Read and Write Permissions​

Instead of making a tag Read Only for all users, you can conditionally provide read and write access based on Security Levels. Doing so involves a adjusting the security settings on the tag in question. The checkbox tree you are presented with will show you all of the security levels configured in the Gateway Config > Security > Security Levels page.

Read Permissions​

Read permissions define the security levels required in order to read values from a Tag. By default, Tags have Read Permissions set to "Public". You can change the Read security using the Tag Browser in the Designer.

  1. In the Tag Browser, right-click on the Tag, and select the Edit icon.
  2. Select the Security section.
  3. On the screen, choose the security levels you want to have Read permissions for this Tag. In this example, only users with role of "Driver" will be able to see the Tag value.

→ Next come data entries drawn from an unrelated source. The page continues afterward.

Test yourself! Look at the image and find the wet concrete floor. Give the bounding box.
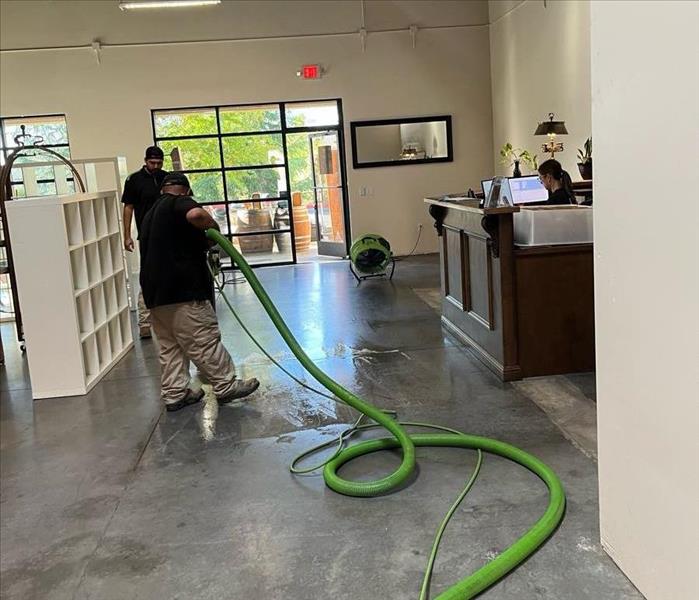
[0,256,641,600]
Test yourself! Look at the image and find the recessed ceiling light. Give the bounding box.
[119,0,221,10]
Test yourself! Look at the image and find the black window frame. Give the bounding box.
[151,98,350,270]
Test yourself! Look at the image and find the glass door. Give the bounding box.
[308,131,347,257]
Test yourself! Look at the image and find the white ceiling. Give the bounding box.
[0,0,488,50]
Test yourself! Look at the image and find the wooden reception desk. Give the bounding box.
[425,198,595,381]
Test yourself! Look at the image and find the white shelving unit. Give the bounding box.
[7,192,133,399]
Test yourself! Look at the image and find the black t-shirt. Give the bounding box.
[546,188,572,206]
[121,166,167,235]
[139,194,213,308]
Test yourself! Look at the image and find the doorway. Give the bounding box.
[151,99,349,268]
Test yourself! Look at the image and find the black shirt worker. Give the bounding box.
[121,146,167,338]
[139,173,259,411]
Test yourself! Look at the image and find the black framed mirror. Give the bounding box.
[350,115,454,169]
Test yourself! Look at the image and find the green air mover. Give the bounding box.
[350,233,396,283]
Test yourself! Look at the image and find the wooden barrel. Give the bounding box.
[237,208,274,254]
[291,192,311,252]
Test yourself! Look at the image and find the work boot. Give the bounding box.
[216,377,260,405]
[165,390,204,412]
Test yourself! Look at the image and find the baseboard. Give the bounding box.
[442,316,522,381]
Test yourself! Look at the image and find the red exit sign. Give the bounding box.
[296,65,323,79]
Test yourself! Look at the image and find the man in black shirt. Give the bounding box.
[139,173,260,411]
[121,146,167,338]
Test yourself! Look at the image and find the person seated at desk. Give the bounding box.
[539,158,577,206]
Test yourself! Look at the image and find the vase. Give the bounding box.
[512,160,522,177]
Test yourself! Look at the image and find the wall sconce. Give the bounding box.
[534,113,568,158]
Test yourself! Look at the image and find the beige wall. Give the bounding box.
[592,1,699,600]
[0,2,492,254]
[490,0,591,176]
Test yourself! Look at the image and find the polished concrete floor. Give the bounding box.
[0,257,641,600]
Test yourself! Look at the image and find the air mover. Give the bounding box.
[350,233,396,283]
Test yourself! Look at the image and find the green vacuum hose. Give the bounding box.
[206,229,565,600]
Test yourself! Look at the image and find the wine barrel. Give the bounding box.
[237,208,274,254]
[291,192,311,252]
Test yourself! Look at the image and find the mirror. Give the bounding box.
[350,116,454,169]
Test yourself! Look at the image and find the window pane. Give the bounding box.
[187,171,223,202]
[12,184,27,198]
[153,108,218,137]
[233,233,293,265]
[286,100,340,127]
[3,116,68,148]
[286,133,313,192]
[14,146,70,165]
[228,200,290,233]
[158,138,221,171]
[202,204,228,235]
[36,183,57,196]
[223,133,284,167]
[226,167,286,200]
[219,104,282,133]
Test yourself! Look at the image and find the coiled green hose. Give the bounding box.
[206,229,565,600]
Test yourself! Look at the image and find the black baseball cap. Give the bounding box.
[146,146,165,160]
[160,171,190,187]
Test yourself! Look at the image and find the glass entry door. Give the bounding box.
[308,131,347,257]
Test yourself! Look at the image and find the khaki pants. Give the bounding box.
[138,291,150,329]
[151,300,235,404]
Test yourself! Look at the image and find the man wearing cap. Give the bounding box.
[139,173,260,411]
[121,146,167,338]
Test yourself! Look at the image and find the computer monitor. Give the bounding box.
[479,179,512,208]
[509,175,549,206]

  4. Click Commit to accept the settings.
  5. Click OK to save the changes to the Tag.
  6. If you are logged in as a user other than Driver, you will now see the "Bad_AccessDenied" in the Tag Browser instead of the Tag's value.

Write Permissions​

Write permissions define the security levels required in order to write values a Tag. By default, Tags have Write Permissions set to "Public". You can change the Write security using the Tag Browser in the Designer.

  1. In the Tag Browser, right-click on the Tag, and select the Edit icon.
  2. Select the Security section.
  3. On the screen, choose the security levels you want to have write permissions for this Tag. In this example, only users with role of Administrator will be able to write to the Tag value.
New in 8.1.25

If any security levels under the Read Permissions or Write Permissions sections are deleted from the Gateway, they will appear grayed-out with a red warning underline. A warning indicator icon will also appear in the upper right-hand corner with the number of selected security levels that no longer exist. If you follow the security levels tree up to the parent levels, you'll notice affected levels now include a dotted underline.

The deleted security level and all warning indications are removed when the deleted security level is unchecked and new settings are saved.

Using Security Zones​

In addition to setting up security on individual Tags, you can set up security policies specific to Security Zones. This is useful in cases where you want to make all tags in a provider Read Only from network locations. See the Security Zones page for more details about Tag Access options.